Pay-Per-Call Ads Convert Better
The new issue of Business Week notes that Pay-per-call ads are luring to the Web service-oriented businesses that don’t have Web sites and prefer calls over clicks to rack up sales.
Small-business customers like Appleton say it offers a better return on investment than pay-per-click advertising and suits the needs of businesses that often can’t close a sale via the Web only.
Most pay-per-call advertising services work like this: First, companies bid for placement on keyword searches. Then their ad is served to the user based on location, and the company is charged each time a user calls; the ad itself is placed for free.

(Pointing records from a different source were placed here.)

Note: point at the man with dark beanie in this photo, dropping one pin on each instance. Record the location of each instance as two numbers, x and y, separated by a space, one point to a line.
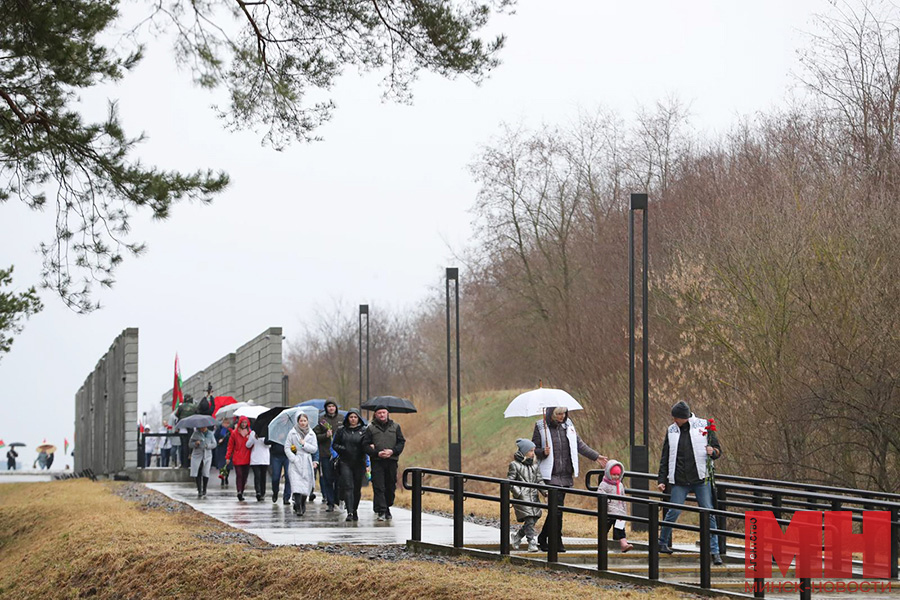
383 442
689 445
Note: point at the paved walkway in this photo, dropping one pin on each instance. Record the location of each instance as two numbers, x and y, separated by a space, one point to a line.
277 524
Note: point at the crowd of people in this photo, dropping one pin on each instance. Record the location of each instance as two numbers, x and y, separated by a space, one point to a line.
342 449
551 457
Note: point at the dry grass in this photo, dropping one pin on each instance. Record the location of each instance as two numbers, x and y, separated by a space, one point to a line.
76 539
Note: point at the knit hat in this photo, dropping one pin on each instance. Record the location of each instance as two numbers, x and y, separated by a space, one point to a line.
525 446
681 410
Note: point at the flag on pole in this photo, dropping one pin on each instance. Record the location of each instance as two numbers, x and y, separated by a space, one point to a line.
177 394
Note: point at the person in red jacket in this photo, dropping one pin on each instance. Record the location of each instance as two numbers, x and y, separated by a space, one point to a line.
239 454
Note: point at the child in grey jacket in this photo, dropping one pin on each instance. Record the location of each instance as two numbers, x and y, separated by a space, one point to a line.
612 487
523 469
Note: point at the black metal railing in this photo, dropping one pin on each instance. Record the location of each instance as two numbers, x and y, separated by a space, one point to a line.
654 501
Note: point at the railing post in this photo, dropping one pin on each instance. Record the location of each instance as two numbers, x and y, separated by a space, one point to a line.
459 511
653 540
759 587
602 527
721 520
417 506
805 588
552 525
895 540
705 549
504 519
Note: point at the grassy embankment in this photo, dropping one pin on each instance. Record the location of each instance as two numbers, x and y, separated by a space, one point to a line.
76 539
488 445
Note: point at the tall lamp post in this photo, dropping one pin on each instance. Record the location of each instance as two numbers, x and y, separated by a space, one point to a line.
363 310
640 458
454 449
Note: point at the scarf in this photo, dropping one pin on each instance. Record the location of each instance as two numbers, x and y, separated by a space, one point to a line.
615 483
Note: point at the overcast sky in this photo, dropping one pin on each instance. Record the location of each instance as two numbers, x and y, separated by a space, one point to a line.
371 213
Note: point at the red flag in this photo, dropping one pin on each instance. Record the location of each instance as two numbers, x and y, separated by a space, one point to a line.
177 394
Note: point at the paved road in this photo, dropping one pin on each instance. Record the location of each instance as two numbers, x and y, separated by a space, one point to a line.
277 524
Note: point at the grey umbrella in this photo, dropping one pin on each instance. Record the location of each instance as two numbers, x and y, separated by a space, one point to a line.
392 403
195 421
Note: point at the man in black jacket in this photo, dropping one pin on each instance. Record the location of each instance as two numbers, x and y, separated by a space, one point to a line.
689 448
383 441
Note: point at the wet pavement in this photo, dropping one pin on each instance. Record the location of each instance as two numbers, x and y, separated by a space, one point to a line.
277 523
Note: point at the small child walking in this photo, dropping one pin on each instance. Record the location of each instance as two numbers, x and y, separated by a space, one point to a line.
612 486
523 469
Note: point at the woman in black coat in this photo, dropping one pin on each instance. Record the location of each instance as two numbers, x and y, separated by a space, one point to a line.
352 468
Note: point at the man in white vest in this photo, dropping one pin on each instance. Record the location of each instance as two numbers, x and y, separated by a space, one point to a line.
687 449
557 446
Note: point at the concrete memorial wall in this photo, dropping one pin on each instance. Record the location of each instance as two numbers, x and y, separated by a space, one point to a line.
252 372
106 410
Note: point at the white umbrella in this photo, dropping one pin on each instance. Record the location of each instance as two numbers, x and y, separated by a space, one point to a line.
535 402
250 411
227 412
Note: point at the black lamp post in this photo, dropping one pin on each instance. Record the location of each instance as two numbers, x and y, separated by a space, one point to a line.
640 459
363 310
454 449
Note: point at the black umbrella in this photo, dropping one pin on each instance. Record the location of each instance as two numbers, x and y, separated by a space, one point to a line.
196 421
261 426
392 403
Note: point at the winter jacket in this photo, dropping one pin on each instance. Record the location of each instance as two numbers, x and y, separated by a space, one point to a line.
522 469
300 470
613 488
238 452
326 423
560 467
381 436
222 435
203 453
259 452
683 459
348 441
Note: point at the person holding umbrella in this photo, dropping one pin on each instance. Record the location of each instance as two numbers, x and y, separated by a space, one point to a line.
239 455
326 428
557 446
383 441
201 444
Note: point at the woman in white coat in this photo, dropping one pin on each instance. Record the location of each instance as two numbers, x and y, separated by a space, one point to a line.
201 444
299 448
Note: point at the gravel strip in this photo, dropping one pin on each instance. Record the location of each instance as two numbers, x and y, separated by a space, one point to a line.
146 498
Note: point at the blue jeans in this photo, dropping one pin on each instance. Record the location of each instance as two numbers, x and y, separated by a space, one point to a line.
328 480
279 463
704 498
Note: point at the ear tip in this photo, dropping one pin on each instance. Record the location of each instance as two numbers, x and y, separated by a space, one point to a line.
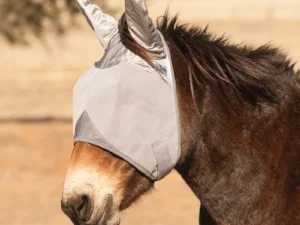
84 3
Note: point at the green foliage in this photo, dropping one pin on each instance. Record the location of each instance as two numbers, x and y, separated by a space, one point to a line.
20 18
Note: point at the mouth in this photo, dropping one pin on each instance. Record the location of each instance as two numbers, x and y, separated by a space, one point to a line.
103 214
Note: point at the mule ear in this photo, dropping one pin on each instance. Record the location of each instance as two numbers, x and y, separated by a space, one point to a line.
141 27
104 25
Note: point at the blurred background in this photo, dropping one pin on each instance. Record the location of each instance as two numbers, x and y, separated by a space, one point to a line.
45 45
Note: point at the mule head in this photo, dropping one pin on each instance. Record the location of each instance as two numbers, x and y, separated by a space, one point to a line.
99 184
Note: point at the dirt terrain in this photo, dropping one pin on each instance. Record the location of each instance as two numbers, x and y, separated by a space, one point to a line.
36 82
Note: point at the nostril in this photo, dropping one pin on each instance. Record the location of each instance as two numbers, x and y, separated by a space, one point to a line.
84 202
80 207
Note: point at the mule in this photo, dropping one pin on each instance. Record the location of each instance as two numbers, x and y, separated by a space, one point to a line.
239 112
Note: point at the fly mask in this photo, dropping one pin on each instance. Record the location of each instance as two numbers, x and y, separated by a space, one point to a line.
124 105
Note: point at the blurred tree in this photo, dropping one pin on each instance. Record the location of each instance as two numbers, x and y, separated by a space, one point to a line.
20 18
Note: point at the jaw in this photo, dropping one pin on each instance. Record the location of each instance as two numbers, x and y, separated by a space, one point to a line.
110 183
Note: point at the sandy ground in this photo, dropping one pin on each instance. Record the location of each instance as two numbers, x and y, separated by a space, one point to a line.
33 162
36 82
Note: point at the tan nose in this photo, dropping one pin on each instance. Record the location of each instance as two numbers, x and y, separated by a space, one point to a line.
78 207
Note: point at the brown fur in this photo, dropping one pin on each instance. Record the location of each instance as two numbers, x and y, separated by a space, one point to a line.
121 174
240 129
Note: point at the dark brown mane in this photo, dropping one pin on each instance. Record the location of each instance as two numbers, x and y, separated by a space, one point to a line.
254 74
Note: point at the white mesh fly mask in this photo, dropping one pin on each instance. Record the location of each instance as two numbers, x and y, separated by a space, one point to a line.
122 104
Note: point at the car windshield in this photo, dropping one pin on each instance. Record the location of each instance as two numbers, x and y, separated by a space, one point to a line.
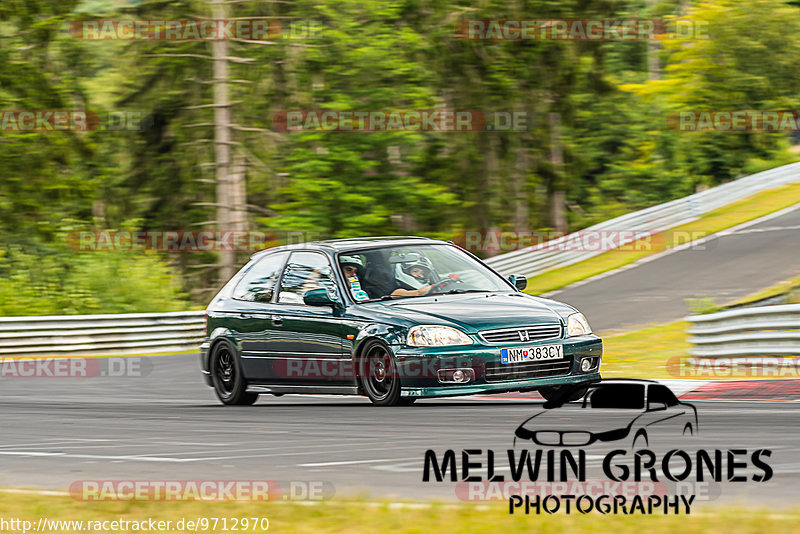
615 396
413 271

When companies register with most providers, their site is assigned a unique phone number that appears in the ad, so that the company can track how many calls actually come through the pay-per-call advertising system. Businesses only pay when someone searching for their product or service picks up the phone and calls them.
Ingenio, a San Francisco-based local search advertising company with 110 employees and more than $100 million in annual revenue, is one that’s betting that the torrid growth rates of pay-per-click advertising can’t continue forever.
Barach thinks the advertiser’s return on investment more than makes up for the higher initial price of pay-per-call vs. pay-per-click. He says the average conversion rate on a pay-per-call ad is three to five times more successful than a pay-per-click ad in a field like legal services, and that rate grows to eight times for smaller purchases like flower shops.